別府市営温泉値上げ 来年10月 大人30-220円増

西日本新聞 九州+ 稲田 二郎

 大分県別府市は来年10月、市営の有料温泉15施設の入浴料を値上げする方針を固めた。施設の維持管理のため毎年1億円以上の赤字が出ており、大人1人の入浴料(家族湯、砂湯を除く)を30~220円増額することで、年間の赤字幅を2500万円まで圧縮したい考え。市営温泉の大幅値上げは2001年4月以来となる。

 市温泉課によると、15施設の値上げ幅は平均1・3倍。市営温泉の入浴料は現在110~530円で、竹瓦温泉は110円から330円に、柴石、堀田温泉は220円から330円になる。

 市民の利用が多い温泉については、観光客などより安い市民料金を導入する。現行入浴料が一律110円の温泉では子ども料金を取り入れ、子どもは値上げしないよう配慮する。

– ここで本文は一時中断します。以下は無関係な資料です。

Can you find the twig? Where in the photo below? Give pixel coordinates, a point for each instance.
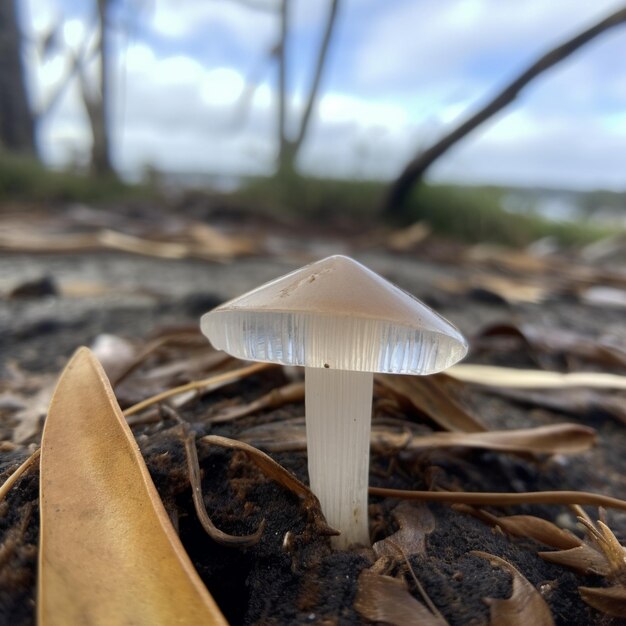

 市によると、観光客に人気の別府海浜砂湯を除く14施設では、清掃費や光熱費などがかさみ、赤字が続いてきた。地元の地区や組合などが管理する80以上の共同温泉からは「市営温泉は安すぎる。値上げしてくれないと経営できない」との指摘が出ていた。

 料金改定により、竹瓦温泉では年間2082万円▽不老泉1106万円▽浜脇温泉929万円-などの増収を見込んでいる。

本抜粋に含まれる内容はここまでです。